Yes. The differential tradeoff is how one should evaluate this. The only reason my evaluation came out in favor of trying the radvac vaccine is because I have a high-risk event coming up in the next few months, and I am extremely unlikely to be able to acquire a commercial vaccine before then.
I don’t follow. Don’t vaccines have trials on cells, mice, primates, before clinical? So unless radvac has also done similar testing, this 33.4% isn’t comparable.
Do you value your life at ten million? As in, would you take a 50% chance of death for five million? If so, why are you not smuggling drugs or whatever?
Well, a couple of researchers estimated that drug mules made a median of $1313 back in 2014, so I’d need to smuggle a lot of cocaine to earn that much. Seems like it would take a while...

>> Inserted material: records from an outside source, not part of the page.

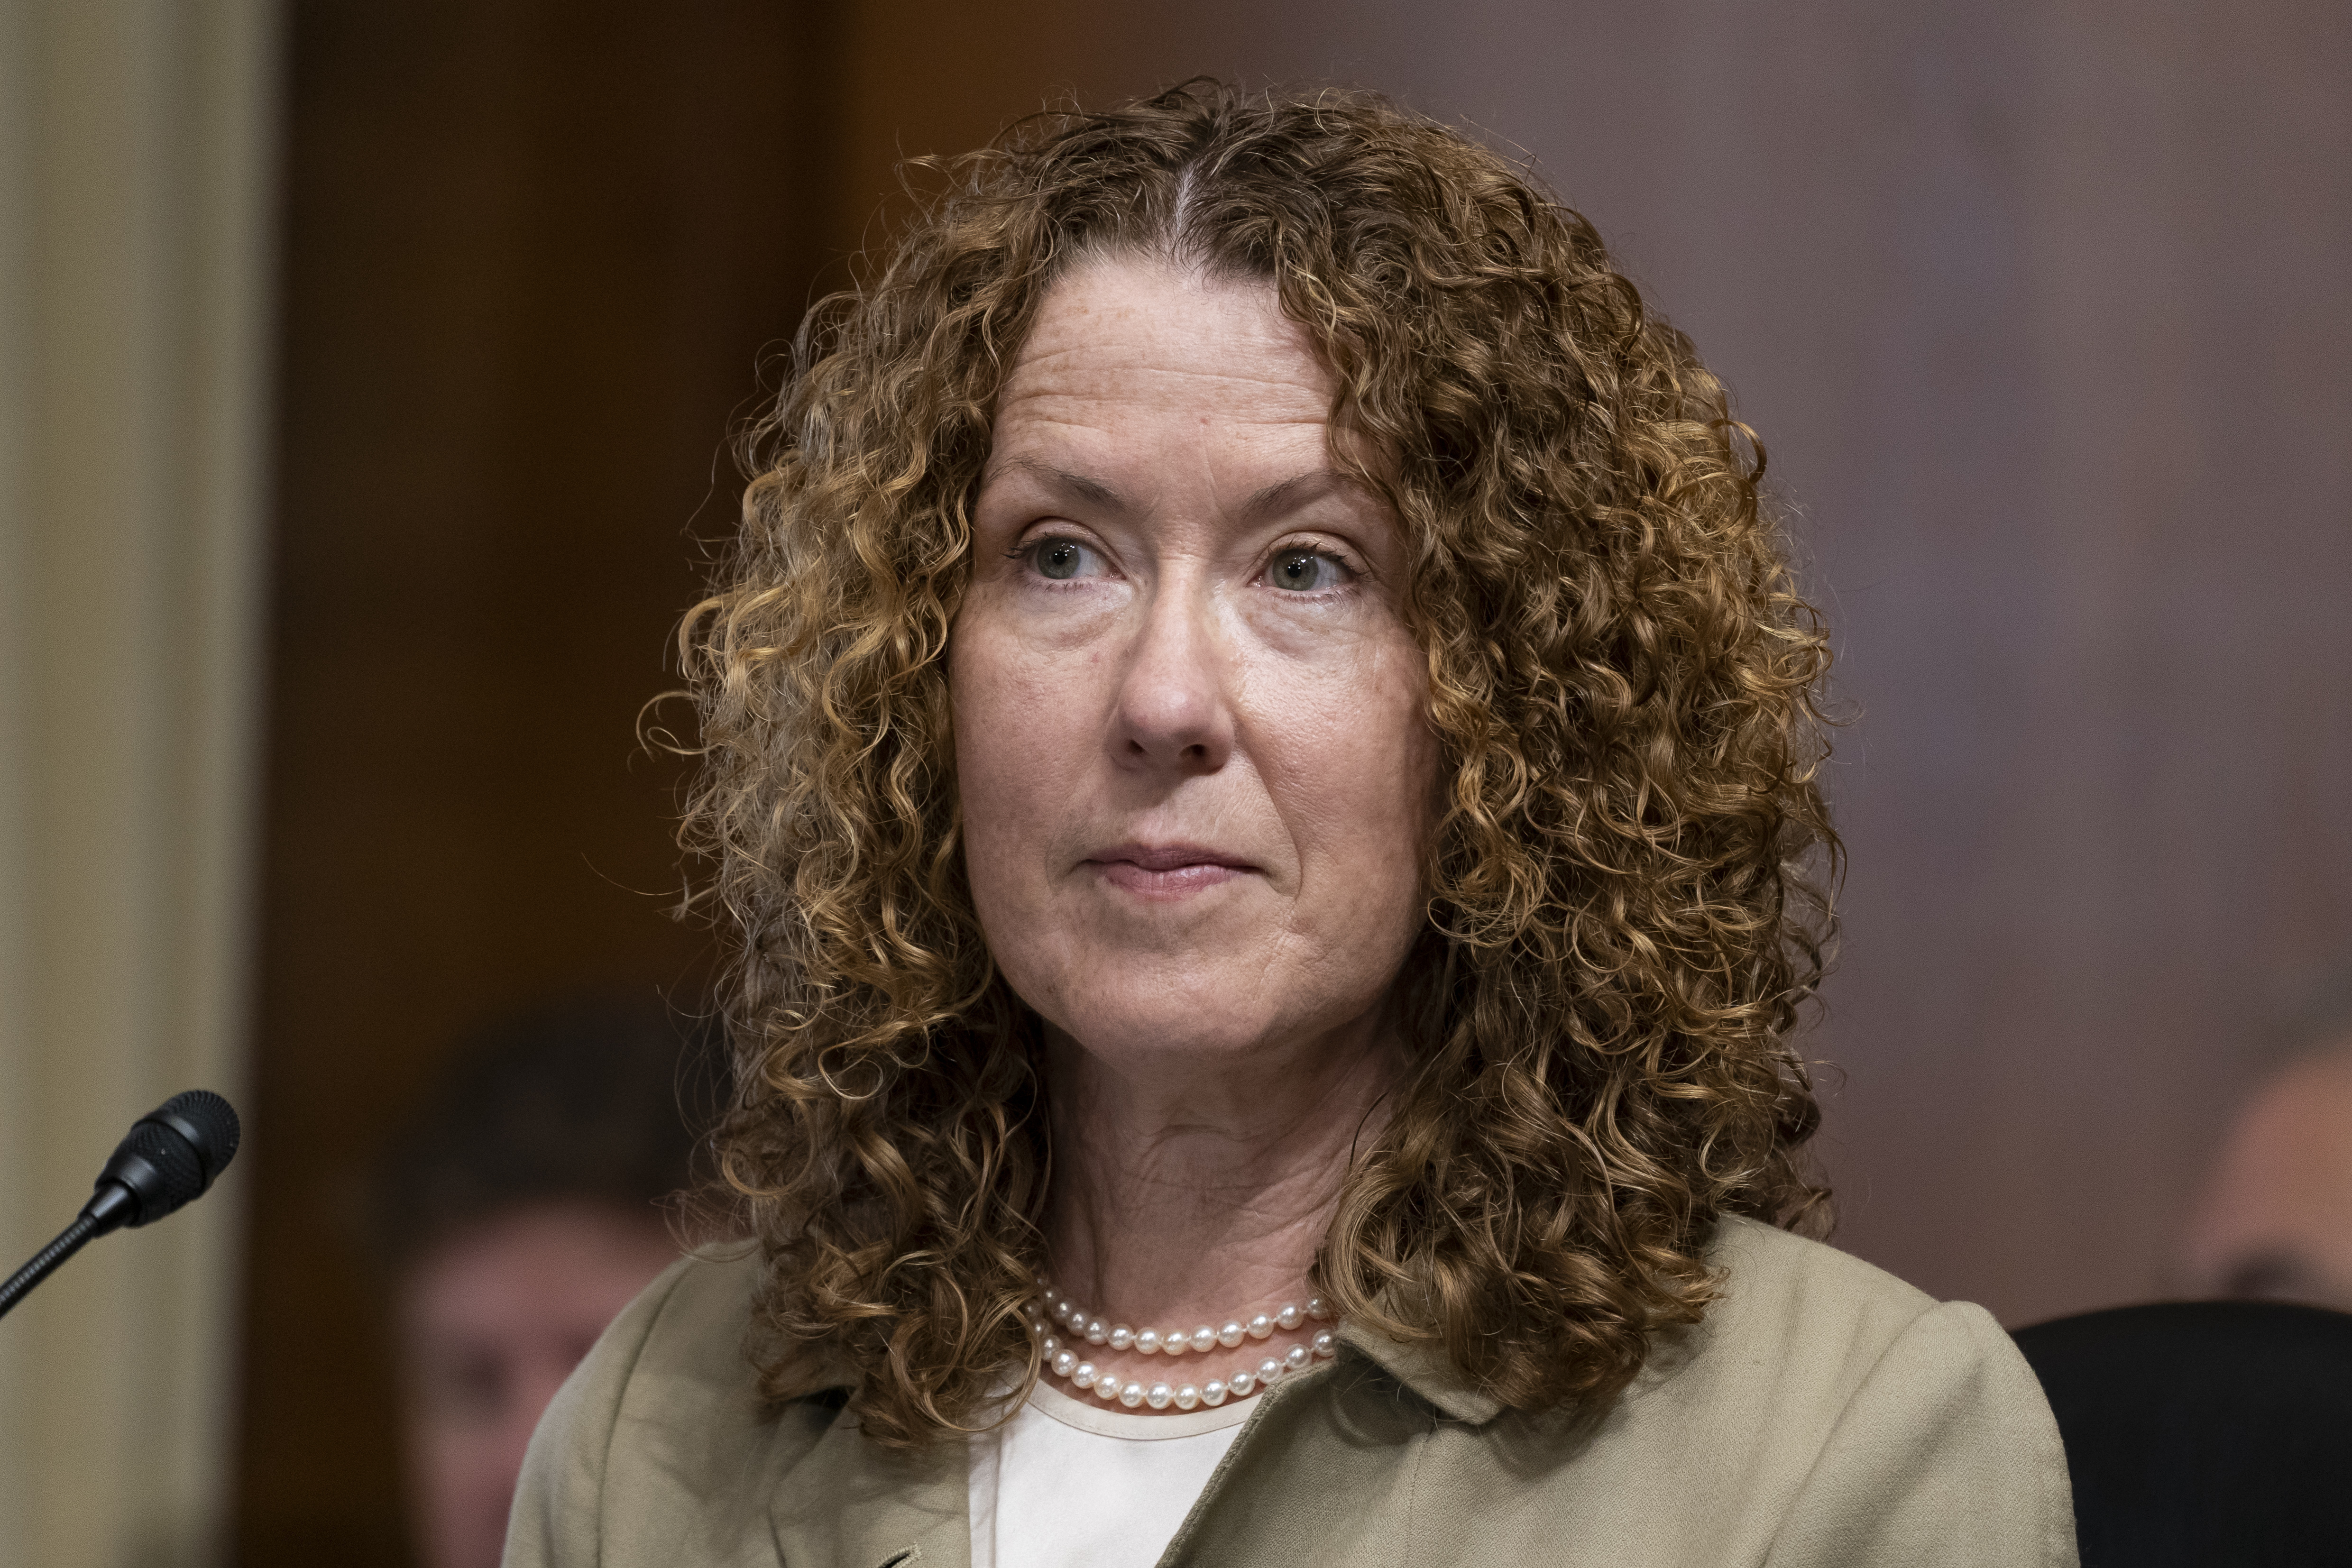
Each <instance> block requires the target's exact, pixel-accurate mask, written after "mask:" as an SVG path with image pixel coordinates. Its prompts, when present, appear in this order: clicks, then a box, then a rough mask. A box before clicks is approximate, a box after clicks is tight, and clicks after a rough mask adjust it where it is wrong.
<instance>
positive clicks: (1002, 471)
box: [990, 458, 1355, 522]
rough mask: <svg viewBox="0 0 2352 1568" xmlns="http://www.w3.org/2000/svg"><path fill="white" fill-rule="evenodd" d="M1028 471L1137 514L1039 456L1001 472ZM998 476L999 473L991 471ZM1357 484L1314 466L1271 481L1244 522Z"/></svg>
mask: <svg viewBox="0 0 2352 1568" xmlns="http://www.w3.org/2000/svg"><path fill="white" fill-rule="evenodd" d="M1014 470H1018V473H1025V475H1030V477H1033V480H1042V482H1044V484H1047V487H1051V489H1056V491H1061V494H1065V496H1070V498H1075V501H1084V503H1089V505H1098V508H1103V510H1108V512H1124V515H1134V512H1136V510H1138V508H1136V505H1134V503H1131V501H1129V498H1127V496H1122V494H1120V491H1117V489H1112V487H1110V484H1103V482H1101V480H1094V477H1089V475H1082V473H1070V470H1068V468H1054V465H1051V463H1040V461H1037V458H1007V461H1004V465H1002V468H1000V470H997V473H1014ZM990 477H995V475H990ZM1350 484H1355V480H1350V477H1348V475H1343V473H1338V470H1334V468H1310V470H1308V473H1301V475H1291V477H1289V480H1279V482H1275V484H1268V487H1263V489H1258V491H1256V494H1251V496H1249V501H1244V503H1242V522H1265V520H1270V517H1279V515H1284V512H1294V510H1298V508H1301V505H1308V503H1310V501H1322V498H1324V496H1329V494H1331V491H1336V489H1345V487H1350Z"/></svg>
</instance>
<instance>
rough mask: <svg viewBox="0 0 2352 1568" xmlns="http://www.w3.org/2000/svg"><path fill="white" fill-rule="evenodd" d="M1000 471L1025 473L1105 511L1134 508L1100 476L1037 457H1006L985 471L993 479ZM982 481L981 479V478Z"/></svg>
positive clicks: (999, 473) (1050, 488) (1128, 501)
mask: <svg viewBox="0 0 2352 1568" xmlns="http://www.w3.org/2000/svg"><path fill="white" fill-rule="evenodd" d="M1002 473H1025V475H1028V477H1033V480H1042V482H1044V484H1047V487H1049V489H1056V491H1061V494H1063V496H1073V498H1077V501H1084V503H1089V505H1098V508H1103V510H1105V512H1134V510H1136V508H1134V505H1129V501H1127V496H1122V494H1120V491H1115V489H1112V487H1108V484H1103V482H1101V480H1089V477H1087V475H1082V473H1070V470H1068V468H1054V465H1051V463H1040V461H1037V458H1007V461H1004V465H1002V468H997V470H995V473H990V475H988V480H995V477H997V475H1002ZM983 482H985V480H983Z"/></svg>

Say my life expectancy from now is 50 years and I work at an hourly salary of $30 (~$60k yearly salary) then I implicitly value the remaining 310,250 hours of my waking life at something like $9.3m total. This breaks down if offered larger probabilities of death and larger amounts of money (e.g. opportunity cost) but $10m seems like a sensible place to start for a Fermi calculation.
In this case we don’t even have to worry about larger probabilities of death—the calculation here is essentially an expected gain of 1.2 days of life for $1000 which comes to about $50 per hour of waking life. Instead of making a vaccine only for myself I would be better just to take half a week unpaid leave and gain the same amount of time for a cost of only $600.
Obviously this has some assumptions baked in (like that I don’t value my job) but If It’s Worth Doing, It’s Worth Doing With Made-Up Statistics.
That’s is an easy calculation. Life value can change later and there might be a more attractive bet you will be forgoing by taking this one, say 10 million for 50% chance of dying.